Que deviennent vos données ?
Lorsque vous écrivez à un chatbot ou téléversez une image, votre contenu peut être : stocké, utilisé pour améliorer le modèle, examiné par des humains pour la modération, transmis à des sous-traitants ou à un autre pays. Les conditions varient selon le service et la formule (gratuit, pro, entreprise).
Les principaux risques
- Fuite de données sensibles — informations médicales, juridiques, professionnelles confidentielles.

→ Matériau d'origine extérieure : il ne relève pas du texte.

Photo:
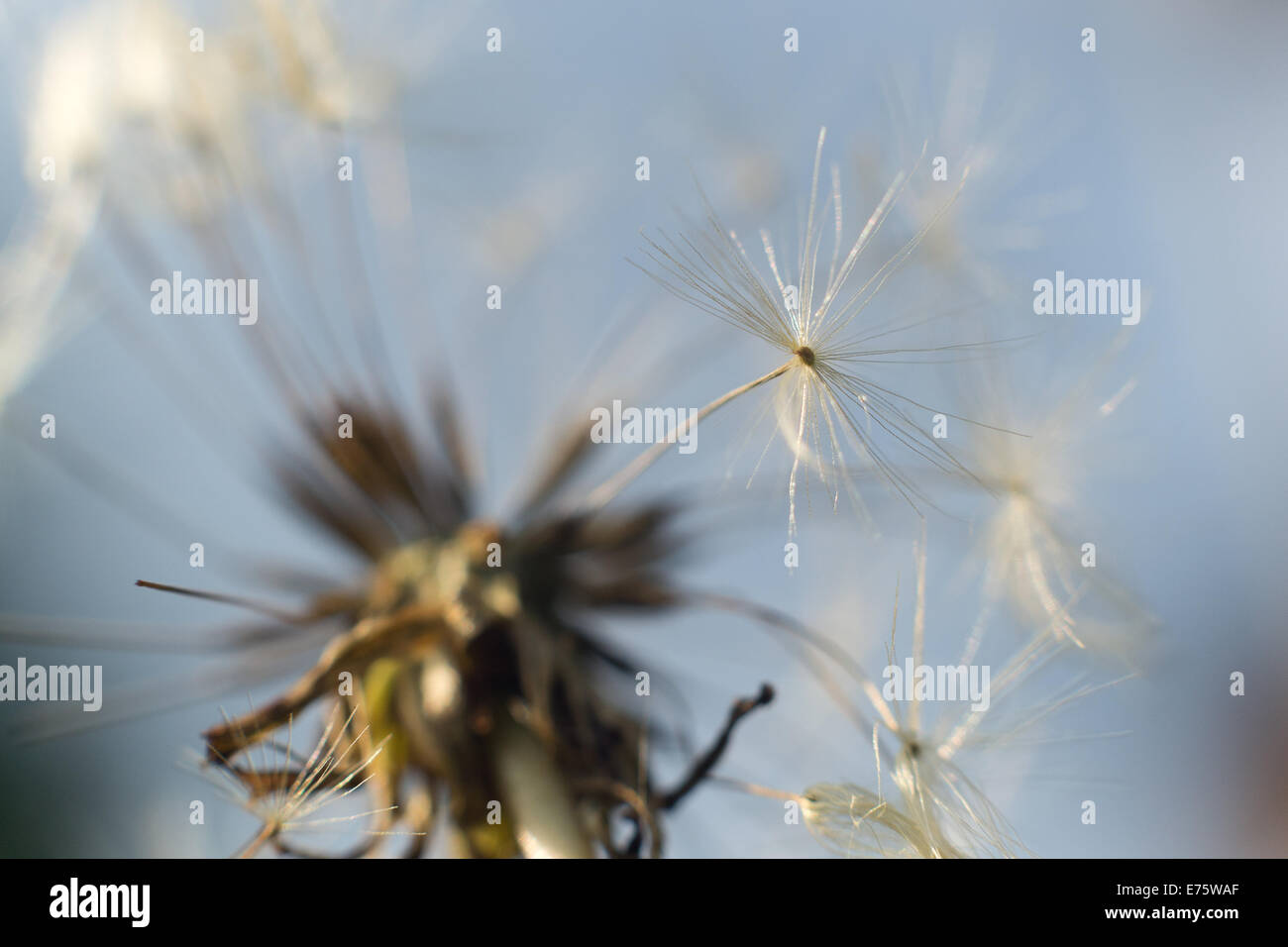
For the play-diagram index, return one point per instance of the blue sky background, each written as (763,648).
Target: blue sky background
(520,172)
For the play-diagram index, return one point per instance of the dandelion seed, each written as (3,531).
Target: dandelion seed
(828,405)
(287,795)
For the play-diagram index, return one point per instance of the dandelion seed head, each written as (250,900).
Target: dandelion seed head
(831,410)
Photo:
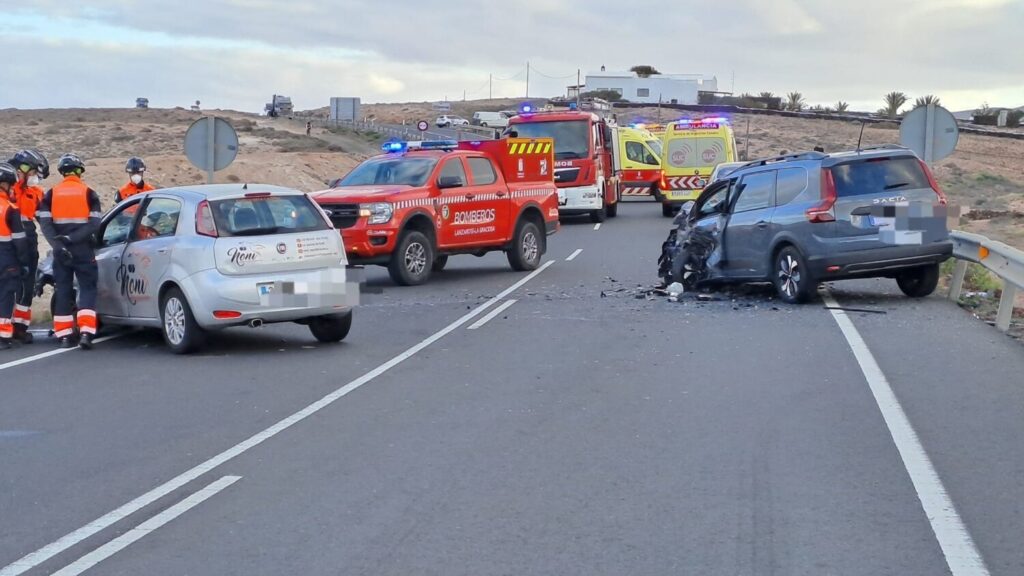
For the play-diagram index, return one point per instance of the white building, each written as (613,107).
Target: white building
(667,88)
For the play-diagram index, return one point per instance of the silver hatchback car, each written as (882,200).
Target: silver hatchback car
(198,258)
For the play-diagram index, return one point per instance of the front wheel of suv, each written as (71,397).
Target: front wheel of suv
(921,282)
(791,277)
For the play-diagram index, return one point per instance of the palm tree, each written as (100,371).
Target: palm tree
(894,101)
(795,101)
(644,71)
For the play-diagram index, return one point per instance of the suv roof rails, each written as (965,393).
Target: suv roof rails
(882,147)
(783,158)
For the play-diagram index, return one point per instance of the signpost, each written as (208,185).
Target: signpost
(931,131)
(211,145)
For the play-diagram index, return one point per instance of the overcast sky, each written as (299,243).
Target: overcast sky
(235,53)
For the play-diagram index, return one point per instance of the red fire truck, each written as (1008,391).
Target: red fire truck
(419,203)
(584,171)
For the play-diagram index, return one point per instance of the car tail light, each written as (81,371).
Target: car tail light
(204,220)
(822,212)
(933,182)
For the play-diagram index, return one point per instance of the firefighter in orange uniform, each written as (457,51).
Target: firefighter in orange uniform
(32,167)
(136,179)
(69,216)
(13,253)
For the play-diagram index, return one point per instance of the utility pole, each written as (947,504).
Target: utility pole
(527,79)
(578,88)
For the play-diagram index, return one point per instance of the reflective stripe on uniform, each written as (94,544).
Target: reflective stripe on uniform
(87,321)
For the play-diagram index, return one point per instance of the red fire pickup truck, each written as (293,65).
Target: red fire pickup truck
(419,203)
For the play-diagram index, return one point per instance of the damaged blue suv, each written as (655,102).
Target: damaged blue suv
(801,219)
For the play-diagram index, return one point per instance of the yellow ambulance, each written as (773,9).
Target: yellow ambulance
(692,148)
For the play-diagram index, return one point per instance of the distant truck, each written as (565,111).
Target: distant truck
(418,204)
(279,106)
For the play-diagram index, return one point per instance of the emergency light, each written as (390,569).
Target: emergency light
(393,147)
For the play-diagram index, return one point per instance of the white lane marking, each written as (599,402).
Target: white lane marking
(49,354)
(133,535)
(492,315)
(962,554)
(49,550)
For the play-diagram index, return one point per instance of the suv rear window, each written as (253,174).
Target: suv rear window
(266,215)
(879,175)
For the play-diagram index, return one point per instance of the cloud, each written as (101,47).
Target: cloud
(237,52)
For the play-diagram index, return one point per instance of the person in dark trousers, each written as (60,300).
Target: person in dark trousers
(69,216)
(13,253)
(32,167)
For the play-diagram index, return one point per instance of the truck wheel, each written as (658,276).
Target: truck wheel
(331,328)
(920,282)
(181,333)
(412,259)
(526,247)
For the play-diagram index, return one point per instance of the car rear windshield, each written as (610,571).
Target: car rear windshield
(266,215)
(401,171)
(879,175)
(571,136)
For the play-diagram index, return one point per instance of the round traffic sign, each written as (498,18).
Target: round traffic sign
(931,131)
(211,144)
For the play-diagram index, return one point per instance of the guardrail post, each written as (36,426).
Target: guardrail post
(956,285)
(1006,313)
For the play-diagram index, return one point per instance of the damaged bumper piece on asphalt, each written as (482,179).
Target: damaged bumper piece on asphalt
(690,255)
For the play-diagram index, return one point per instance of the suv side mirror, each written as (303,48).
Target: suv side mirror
(445,182)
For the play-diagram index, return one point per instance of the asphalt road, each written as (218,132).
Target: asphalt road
(570,434)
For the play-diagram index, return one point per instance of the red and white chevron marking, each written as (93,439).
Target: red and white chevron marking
(685,182)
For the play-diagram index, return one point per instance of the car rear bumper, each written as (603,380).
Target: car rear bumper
(878,261)
(579,199)
(285,296)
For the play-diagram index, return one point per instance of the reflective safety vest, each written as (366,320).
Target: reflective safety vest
(28,199)
(70,202)
(6,235)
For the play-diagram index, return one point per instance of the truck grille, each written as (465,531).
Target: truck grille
(342,215)
(566,175)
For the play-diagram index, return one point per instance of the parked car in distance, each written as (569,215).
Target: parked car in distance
(805,218)
(491,119)
(193,259)
(448,121)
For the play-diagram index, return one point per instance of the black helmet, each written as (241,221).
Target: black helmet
(29,160)
(44,167)
(70,163)
(7,173)
(134,165)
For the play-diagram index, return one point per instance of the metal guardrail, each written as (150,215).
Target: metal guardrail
(1006,261)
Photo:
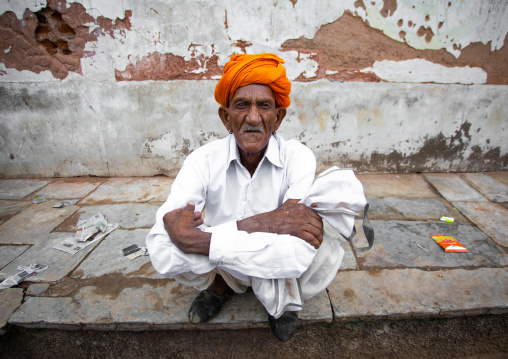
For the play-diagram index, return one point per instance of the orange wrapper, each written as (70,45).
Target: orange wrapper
(448,243)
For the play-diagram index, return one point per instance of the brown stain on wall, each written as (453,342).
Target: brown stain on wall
(349,45)
(167,67)
(435,150)
(53,38)
(389,7)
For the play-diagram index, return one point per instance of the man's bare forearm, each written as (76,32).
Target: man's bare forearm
(257,223)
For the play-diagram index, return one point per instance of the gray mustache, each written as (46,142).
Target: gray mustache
(250,128)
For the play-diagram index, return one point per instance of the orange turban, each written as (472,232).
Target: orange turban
(243,70)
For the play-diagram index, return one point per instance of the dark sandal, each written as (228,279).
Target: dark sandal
(206,306)
(285,326)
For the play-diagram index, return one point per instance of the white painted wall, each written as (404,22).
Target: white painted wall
(90,124)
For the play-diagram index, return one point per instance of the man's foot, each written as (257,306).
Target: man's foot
(285,326)
(209,302)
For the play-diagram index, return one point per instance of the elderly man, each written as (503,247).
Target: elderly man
(255,232)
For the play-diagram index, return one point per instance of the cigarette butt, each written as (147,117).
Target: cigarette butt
(419,246)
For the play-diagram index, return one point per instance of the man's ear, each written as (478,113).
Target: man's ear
(224,116)
(281,113)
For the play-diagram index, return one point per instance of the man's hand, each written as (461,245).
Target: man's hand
(181,226)
(291,218)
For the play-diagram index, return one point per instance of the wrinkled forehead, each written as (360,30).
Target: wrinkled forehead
(254,92)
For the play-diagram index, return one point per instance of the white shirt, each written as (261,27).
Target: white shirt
(213,175)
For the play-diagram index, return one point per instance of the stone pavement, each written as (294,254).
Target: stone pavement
(99,288)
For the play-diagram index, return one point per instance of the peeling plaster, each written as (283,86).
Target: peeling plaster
(419,70)
(199,32)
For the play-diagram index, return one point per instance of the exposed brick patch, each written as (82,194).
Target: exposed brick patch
(427,32)
(389,7)
(242,45)
(349,45)
(167,67)
(51,39)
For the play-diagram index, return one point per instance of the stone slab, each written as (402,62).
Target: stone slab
(9,253)
(501,176)
(135,190)
(108,258)
(414,293)
(127,215)
(416,209)
(453,187)
(10,208)
(396,246)
(70,188)
(349,259)
(155,304)
(18,189)
(489,217)
(489,186)
(34,223)
(59,263)
(10,300)
(401,185)
(37,289)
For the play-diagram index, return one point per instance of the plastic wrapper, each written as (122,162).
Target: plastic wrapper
(90,227)
(65,203)
(25,272)
(89,231)
(448,243)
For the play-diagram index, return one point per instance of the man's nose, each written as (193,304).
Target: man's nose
(253,116)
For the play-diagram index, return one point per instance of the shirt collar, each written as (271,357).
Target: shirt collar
(272,152)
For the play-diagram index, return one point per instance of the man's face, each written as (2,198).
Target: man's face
(253,116)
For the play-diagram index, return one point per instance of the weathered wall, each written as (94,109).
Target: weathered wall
(123,88)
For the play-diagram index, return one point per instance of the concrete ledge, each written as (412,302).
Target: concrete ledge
(415,293)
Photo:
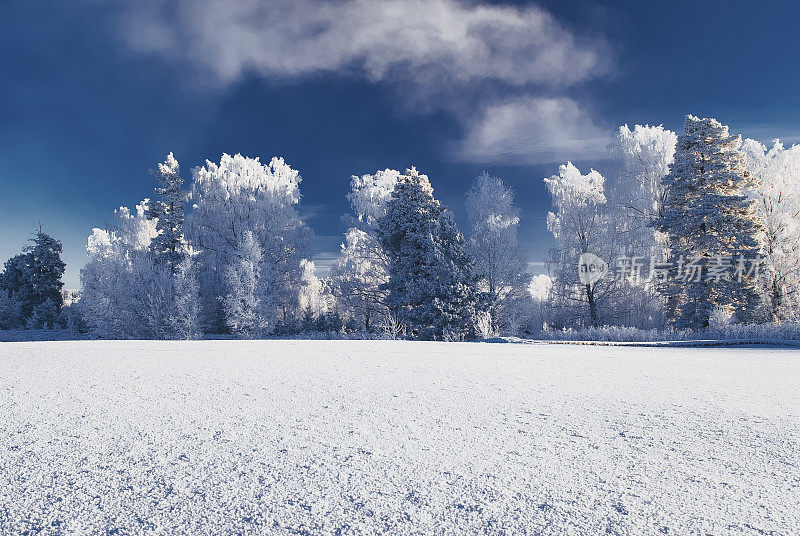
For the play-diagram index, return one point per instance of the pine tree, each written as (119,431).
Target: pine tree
(708,218)
(169,245)
(44,271)
(431,286)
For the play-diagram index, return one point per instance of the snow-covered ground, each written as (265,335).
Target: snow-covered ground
(365,437)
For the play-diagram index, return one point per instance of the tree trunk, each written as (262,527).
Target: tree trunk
(592,305)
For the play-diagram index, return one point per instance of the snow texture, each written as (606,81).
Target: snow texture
(366,437)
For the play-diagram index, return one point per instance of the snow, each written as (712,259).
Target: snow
(365,437)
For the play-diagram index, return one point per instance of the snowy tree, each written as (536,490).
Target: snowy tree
(236,196)
(185,312)
(33,279)
(168,245)
(499,264)
(360,273)
(116,280)
(313,299)
(579,228)
(637,196)
(242,304)
(539,289)
(10,311)
(431,283)
(359,277)
(709,219)
(16,290)
(777,201)
(128,292)
(369,195)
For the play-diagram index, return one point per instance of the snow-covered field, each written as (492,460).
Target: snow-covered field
(365,437)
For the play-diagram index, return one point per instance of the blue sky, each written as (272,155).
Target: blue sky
(95,93)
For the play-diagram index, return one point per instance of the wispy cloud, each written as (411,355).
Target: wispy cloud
(291,38)
(436,52)
(533,130)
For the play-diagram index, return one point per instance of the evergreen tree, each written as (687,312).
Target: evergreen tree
(17,290)
(168,245)
(43,273)
(431,285)
(709,219)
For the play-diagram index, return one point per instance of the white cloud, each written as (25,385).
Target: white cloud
(458,42)
(529,130)
(459,56)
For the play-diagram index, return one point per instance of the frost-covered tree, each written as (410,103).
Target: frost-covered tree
(166,209)
(127,292)
(231,198)
(708,217)
(637,195)
(360,274)
(431,281)
(31,281)
(579,227)
(242,304)
(16,291)
(313,300)
(369,195)
(45,270)
(777,197)
(499,264)
(114,301)
(359,277)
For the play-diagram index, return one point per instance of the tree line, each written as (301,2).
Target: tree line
(689,231)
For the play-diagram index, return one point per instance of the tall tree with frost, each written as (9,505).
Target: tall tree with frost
(235,196)
(168,245)
(45,270)
(579,227)
(707,216)
(242,303)
(638,194)
(777,196)
(360,274)
(499,264)
(431,282)
(31,282)
(115,282)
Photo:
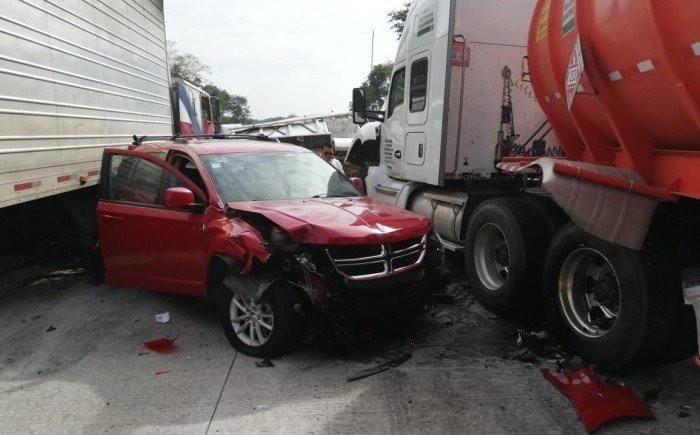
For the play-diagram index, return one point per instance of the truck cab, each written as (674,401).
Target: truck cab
(554,185)
(195,112)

- Mémorisation des modèles — un LLM peut, dans de rares cas, restituer des données vues à l'entraînement.
- Hameçonnage augmenté — l'IA permet des attaques personnalisées à grande échelle.
- Empoisonnement — manipulation des données d'entraînement pour piéger un modèle.
- Injections de prompt — détournement d'un agent IA via des instructions cachées dans un contenu externe.
- Deepfakes — usurpation d'identité par image, voix ou vidéo.
Bonnes pratiques pour les utilisateurs
- Ne jamais transmettre de données sensibles (santé, mots de passe, numéros bancaires) à un chatbot grand public.
- Désactiver, quand c'est possible, l'utilisation de vos conversations pour l'entraînement.
- Privilégier les offres « entreprise » ou souveraines pour les usages professionnels.
- Vérifier les informations produites (sources, dates, citations).
- Activer la double authentification, vérifier l'expéditeur d'un message inattendu.
Bonnes pratiques pour les organisations
- Charte d'usage de l'IA, formation des équipes.
- Cartographie des données traitées par les outils IA (registre RGPD).
- Contrats clairs avec les fournisseurs (sous-traitance, localisation).
- Tests d'intrusion (red teaming) sur les systèmes IA déployés.
- Plans de réponse en cas d'incident impliquant un système d'IA.
Cadre légal
En Europe, le RGPD encadre tout traitement de données personnelles par une IA. L'AI Act ajoute des obligations propres aux systèmes à risque. La CNIL publie régulièrement des recommandations spécifiques (mode d'emploi de l'entraînement, fiches pratiques pour les développeurs).